As you get older, your primary care physician will suggest that you have a bone density test, also known as a DEXA scan. This test checks your bones for osteoporosis. Women over 65 should generally get a bone density test every two years. Men over 70 should talk with their doctors about whether they might need a DEXA scan.

If the idea of getting a bone density test seems alarming, relax! This is a quick, painless, non-invasive imaging procedure. It involves a very low level of radiation, much less than is required for an X-ray. There are no side effects or known dangers in a bone density scan. 

What happens when you get a bone density test

Ideally, you should avoid clothing with metal, such as zippers or rivets. It’s best to avoid sequins, glitter, and any other metallic touches, as well. Leave off or remove jewelry, including piercings. 

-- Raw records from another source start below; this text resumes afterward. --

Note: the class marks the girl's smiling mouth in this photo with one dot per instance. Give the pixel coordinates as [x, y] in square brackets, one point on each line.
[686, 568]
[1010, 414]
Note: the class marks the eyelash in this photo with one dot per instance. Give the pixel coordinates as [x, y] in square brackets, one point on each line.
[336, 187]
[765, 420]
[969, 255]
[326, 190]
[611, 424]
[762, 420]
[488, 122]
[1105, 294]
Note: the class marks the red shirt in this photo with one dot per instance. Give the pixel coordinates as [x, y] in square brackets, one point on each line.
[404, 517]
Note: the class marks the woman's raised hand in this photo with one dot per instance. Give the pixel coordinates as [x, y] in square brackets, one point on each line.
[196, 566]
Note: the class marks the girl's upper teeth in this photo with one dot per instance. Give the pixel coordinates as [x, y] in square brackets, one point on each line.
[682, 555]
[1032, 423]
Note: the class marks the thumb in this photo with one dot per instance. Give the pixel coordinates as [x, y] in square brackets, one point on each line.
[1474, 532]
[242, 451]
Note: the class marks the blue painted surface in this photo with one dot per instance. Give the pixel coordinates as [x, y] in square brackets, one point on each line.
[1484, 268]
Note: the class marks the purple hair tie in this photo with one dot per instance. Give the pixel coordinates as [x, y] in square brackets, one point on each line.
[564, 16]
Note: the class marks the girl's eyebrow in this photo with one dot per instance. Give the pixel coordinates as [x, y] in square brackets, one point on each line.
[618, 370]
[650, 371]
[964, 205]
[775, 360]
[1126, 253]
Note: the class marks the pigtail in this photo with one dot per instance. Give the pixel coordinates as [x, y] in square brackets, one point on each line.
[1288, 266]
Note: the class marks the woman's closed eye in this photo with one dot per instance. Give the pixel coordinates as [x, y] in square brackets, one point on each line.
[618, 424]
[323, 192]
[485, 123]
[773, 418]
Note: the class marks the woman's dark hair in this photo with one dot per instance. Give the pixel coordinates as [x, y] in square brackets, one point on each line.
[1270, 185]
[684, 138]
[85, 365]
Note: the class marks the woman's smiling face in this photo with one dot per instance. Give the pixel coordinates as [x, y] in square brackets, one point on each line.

If you follow these suggestions, you will not usually need to remove clothing. However, you will need to remove clothing with metal elements if you did not plan ahead. The metal will confuse the imaging machine.

Bone density scans are generally taken in two places: one hip and the lower back are the most common spots. You will lie on a table on your back. You may be provided with foam or plastic blocks to help keep your body in the right position for the scan. 

You will need to lie still during the scan. You can breathe normally. 

Some people find that they feel a bit light-headed when they sit up following the scan. Your technician may suggest that you stay sitting until you are confident about standing up.

Does it hurt?

A DEXA scan does not hurt. It is a non-invasive procedure, and it takes just 10 -20 minutes. 

If you are a woman over 65 or a man over 70, talk with your doctor about having a bone density scan. Your doctor may also recommend this test if you have risk factors for osteoporosis. 

If your bone density test shows that you have significant bone loss, your doctor will work with you on lifestyle changes and possibly medication to address the issue. Don’t hesitate to get your bone scan.